Advancing Healthy Communities in Washington State - SPH Success Story
Monday, November 19, 2012
Advancing Healthy Communities in
Prior to 2008, chronic disease
prevention at the Washington State Department of Health (DOH) looked like many
other state health departments; programs for each disease and each risk factor
received separate funding and conducted independent community interventions. While
some programs were recognizing a need for public health to shift from
individual-focused interventions to a policy, environment, and systems (PES)
change approach, this notion wasn't widespread. It was also unclear whether majority
of the public health workforce had the knowledge, skills, and resources to make
this paradigm shift. A training needs assessment was done in 2008 based on the
21 health policy and environmental change competencies outlined in DHPE's 2006
Public Health Solutions
Through Changes in Policies, Systems, and the Built Environment: Specialized
Competencies for the Public Health Workforce1.
This assessment was
telling, and provided a foundation for transforming chronic disease prevention
in Washington State.
In 2009, DOH began the integrated Healthy
Communities program; a community based program aimed at preventing chronic
disease by reducing three major preventable risk factors – poor nutrition, lack
of physical activity, and tobacco use or exposure.

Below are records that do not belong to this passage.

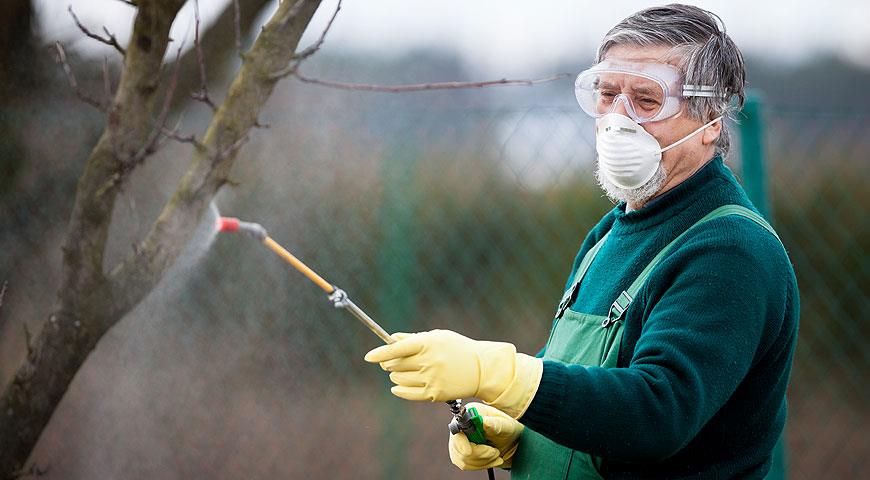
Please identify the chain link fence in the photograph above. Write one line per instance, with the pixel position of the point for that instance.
(459, 218)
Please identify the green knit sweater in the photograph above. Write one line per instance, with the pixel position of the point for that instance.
(699, 390)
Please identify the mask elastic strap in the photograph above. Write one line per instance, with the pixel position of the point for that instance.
(711, 122)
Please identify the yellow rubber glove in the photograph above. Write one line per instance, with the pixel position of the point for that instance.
(502, 433)
(441, 365)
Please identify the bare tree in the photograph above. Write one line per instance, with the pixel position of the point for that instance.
(93, 296)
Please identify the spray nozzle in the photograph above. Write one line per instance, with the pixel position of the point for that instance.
(231, 224)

Local health jurisdictions
were funded to use a policy, environment, and systems change approach because
these changes are generally more sustainable, reach a greater number of people,
and have the biggest impact on the health of communities.

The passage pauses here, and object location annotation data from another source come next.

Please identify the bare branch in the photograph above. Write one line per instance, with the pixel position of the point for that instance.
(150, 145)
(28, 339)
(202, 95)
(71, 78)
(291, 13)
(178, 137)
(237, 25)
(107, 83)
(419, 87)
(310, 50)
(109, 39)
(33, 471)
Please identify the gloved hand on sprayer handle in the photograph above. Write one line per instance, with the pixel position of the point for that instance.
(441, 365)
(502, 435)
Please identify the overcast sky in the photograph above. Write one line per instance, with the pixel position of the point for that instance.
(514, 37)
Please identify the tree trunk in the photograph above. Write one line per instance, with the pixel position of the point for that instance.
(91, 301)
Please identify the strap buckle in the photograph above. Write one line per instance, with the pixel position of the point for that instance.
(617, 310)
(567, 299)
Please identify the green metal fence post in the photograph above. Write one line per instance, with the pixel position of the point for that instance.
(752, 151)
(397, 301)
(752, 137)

Five small local health jurisdictions
were identified to take part in Cohort 1 of this program. County selection took
into account those with the highest rates of cancer deaths, heart disease,
stroke, diabetes, smoking, obesity, and lack of access to healthy food. They
also had the lowest rates of physical activity, fruit and vegetable intake, and
cancer screening (breast, cervical, colorectal). Other criteria included high
poverty rates, lower education levels, and poor access to healthcare. These
counties received funding and technical assistance provided by a DOH consultant
and subject matter experts. They were also required to attend several workshops
in order to build their capacity to use the PES approach. Although successful
in making community-based changes, the first year was challenging for local
health jurisdictions and the DOH.
evaluation revealed a need to revamp the training program and provide a more
structured framework aimed at increasing knowledge and skills in PES change.

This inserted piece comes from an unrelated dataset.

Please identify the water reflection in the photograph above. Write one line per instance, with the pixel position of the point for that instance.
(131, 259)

The following year, DOH restructured
the Healthy Communities training plan around the Shaping Policy for
HealthTM framework. Cohort 1 was required to attend the Domain 2 and
the next group of seven local health jurisdictions (Cohort 2) jumped into
Domain 1. Trainings were also open to other local health jurisdictions that
were not part of this integrated Healthy Communities program. Both cohorts
continued to receive extensive technical assistance from the DOH. They were
also required to attend other workshops around developing partnerships and
The goal of this comprehensive approach to training and technical
assistance was not only to improve capacity to develop and implement PES
initiatives, but also to help counties compete more effectively for local,
state, and federal funding. In 2012, DOH hosted Domains 1, 2 and 3 of
Shaping Policy for HealthTM and opened the workshops up to tribes,
community partners, and other state agencies.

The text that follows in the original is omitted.